When a new event happens in relation to a research trial or a product covered by a research trial and this event is likely to prejudice the safety of participating persons, the sponsor and the investigator shall take appropriate, urgent, safety measures. The sponsor shall promptly inform the competent authority and the committee for the protection of persons of these developments and, where appropriate, any actions that were taken.
Frequency and plans for auditing trial conduct {23}
Investigators agree to comply with the requirements of the sponsor and the Competent Authority in respect to audits or inspections of the study. An audit can cover all stages of the study, from protocol development to publication of results and the classification of the data used or produced as part of the study.
Protocol amendments {25}
Any substantial change, that is to say, any changes that might have a significant impact on the protection of persons, the conditions of validity and the results of research, on the quality and safety of the interventions tested, on interpretation of scientific documents that support the conduct of research, or the modality of conduct, will be the subject of a written amendment that is submitted by the sponsor to the Committee for the Protection of Persons (CPP) and the competent authority for approval prior to being implemented.

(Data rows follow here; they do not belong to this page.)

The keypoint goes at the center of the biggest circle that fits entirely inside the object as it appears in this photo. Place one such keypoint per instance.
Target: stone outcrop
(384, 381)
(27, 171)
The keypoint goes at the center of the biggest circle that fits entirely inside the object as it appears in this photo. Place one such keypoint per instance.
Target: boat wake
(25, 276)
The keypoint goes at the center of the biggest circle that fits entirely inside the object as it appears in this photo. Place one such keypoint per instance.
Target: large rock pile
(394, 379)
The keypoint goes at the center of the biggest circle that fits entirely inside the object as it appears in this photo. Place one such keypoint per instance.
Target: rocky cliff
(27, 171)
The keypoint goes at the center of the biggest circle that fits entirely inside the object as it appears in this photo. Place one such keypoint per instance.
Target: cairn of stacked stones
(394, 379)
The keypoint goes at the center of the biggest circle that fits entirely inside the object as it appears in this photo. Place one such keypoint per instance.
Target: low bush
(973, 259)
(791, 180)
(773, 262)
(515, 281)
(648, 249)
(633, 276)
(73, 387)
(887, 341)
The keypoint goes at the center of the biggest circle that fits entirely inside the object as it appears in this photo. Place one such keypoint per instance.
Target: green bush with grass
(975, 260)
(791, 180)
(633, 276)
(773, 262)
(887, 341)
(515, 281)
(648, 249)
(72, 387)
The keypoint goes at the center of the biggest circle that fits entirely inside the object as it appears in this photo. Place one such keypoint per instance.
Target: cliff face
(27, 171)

Insubstantial changes, that is to say those that have no significant impact on any aspect of research whatsoever are transmitted to the CPP in order to inform the CPP of such changes.
All amendments to the Protocol must be brought to the attention of all investigators involved in the research. Investigators are obliged to respect their content.
Any amendment that modifies the care of patients or the benefits, risks and constraints of the research is the subject of a new briefing note and a new consent form which requires the same collecting procedures as mentioned above.
Dissemination plan {31a}
The results of this study will be presented in a peer-reviewed scientific journal and in oral communication at scientific conferences. It is not expected to resort to medical writers. Authorship follows the guidelines set by the International Committee of Medical Journal Editors (ICMJE). Currently, the NUH does not support public access to trial documents.